Lucid Dreaming in the Treatment of Veterans and Others with
Post-Traumatic Stress Disorder
Regardless of what one feels about the war in Iraq and Afganistan, the men and women who are fighting it are true heroes and they deserve our support both while at war and when they return home. And yet, the U. S. Department of Veterans Affairs is woefully unprepared to help both the physically and psychologically disabled veterans who are coming home. A recent article in the Los Angeles Times reported that there is now a law suit that has been filed in federal court on behalf of thousands of veterans. The article stated in part that there is a "backlog of 600,000 claims, the adequacy of its services and the long waits to receive mental health care, particularly for post-traumatic stress disorder (PTSD), which is described as the 'signature problem' of vets returning from the current fighting." (1)

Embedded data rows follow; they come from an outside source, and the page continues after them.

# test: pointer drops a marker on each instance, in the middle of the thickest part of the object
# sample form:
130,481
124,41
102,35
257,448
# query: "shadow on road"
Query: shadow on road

Despite the fact that PTSD is the most often reported mental health issue reported among veterans, according to the article only 27 of the VA's 1400 hospitals have in-patient treatment programs for PTSD.
Nor is PTSD confined to war. It can result following being confronted with any event or series of events that involve actual or threatened death or serious injury, or a threat to the physical integrity of the person. These events include such things as violent traffic accidents, rape, being physically attacked, or being threatened. The symptoms are most often an increased response of intense fear, recurrent nightmares, helplessness and horror. In children, PTSD is often characterized by disorganized or agitated behavior. The traumatic event is replayed mentally in a manner that is intrusive. This causes PTSD patients to often avoid stimuli associated with the traumatic event and they sometimes experience a numbing of general responsiveness that was not present prior to the trauma. Finally, there are symptoms of increased arousal, an exaggerated startle response and difficulty falling asleep.
Probably the most debilitating of all these symptoms for many victims is the often intense and recurrent nightmares that occur for months, years, even decades following the traumatic event. Many veterans and others with PTSD have such difficulty dealing with their nightmares they resort to the abuse of alcohol and other substances in an attempt to simply get through the night without waking up from often terrifying dreams related to the traumatic event or events they experienced. This often compounds the clinical picture as the individual develops a secondary psychological problem involving substance abuse. Others become sleep deprived because they either can’t or don’t want to go to sleep for fear of experiencing yet another terrible nightmare. Sleep deprivation over time is extremely stressful and leads to irritablity, depression and even suicide.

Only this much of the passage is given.